Citation
Le cimetière du camp militaire de Kanombe à Kigali, capitale du
Rwanda, se trouve dans une zone un peu excentrée, entre un champ de
maïs et une petite forêt. Juste en face de la villa qu'occupait en
1994 le docteur Massimo Pasuch, un coopérant belge. Un peu plus loin,
on peut encore voir la belle maison blanche où logeait le commandant
Grégoire de Saint-Quentin, un officier français qui formait à l'époque
le bataillon parachutiste de l'armée rwandaise.
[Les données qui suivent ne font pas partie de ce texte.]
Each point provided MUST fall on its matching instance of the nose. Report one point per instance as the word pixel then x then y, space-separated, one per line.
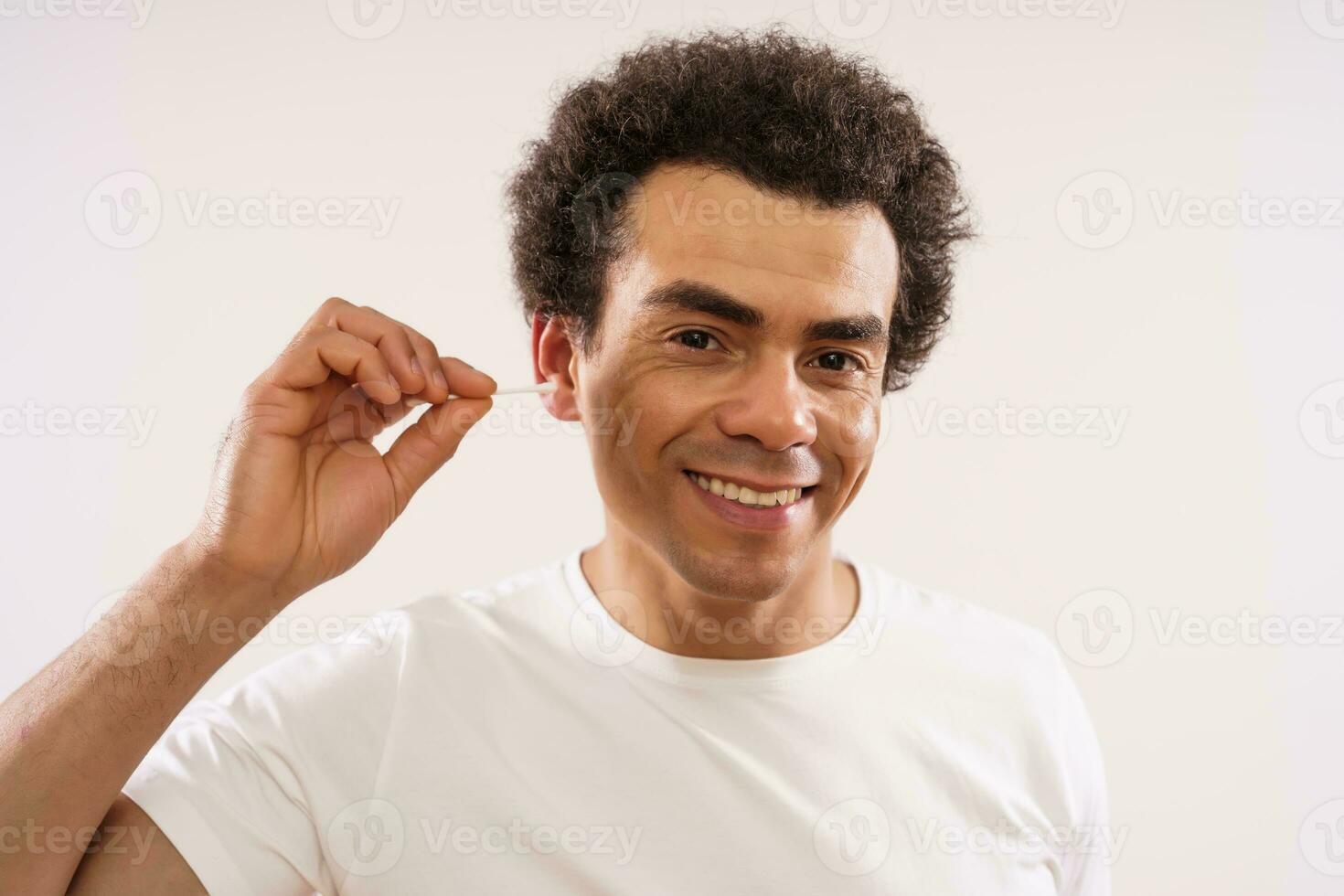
pixel 771 404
Le médecin et
l'officier étaient chez eux le soir de ce 6 avril 1994, où l'avion du
président Juvénal Habyarimana a été atteint par des tirs de missiles
peu avant d'atterrir à l'aéroport tout proche. Il n'y aura aucun
survivant : ni parmi les trois membres français de l'équipage ni parmi
les officiels rwandais.
L'attentat, jamais revendiqué, va servir de signal pour déclencher
immédiatement le génocide contre la minorité tutsie du Rwanda : 800 000 morts en trois mois. Qui a tiré ? D'où sont partis les missiles ?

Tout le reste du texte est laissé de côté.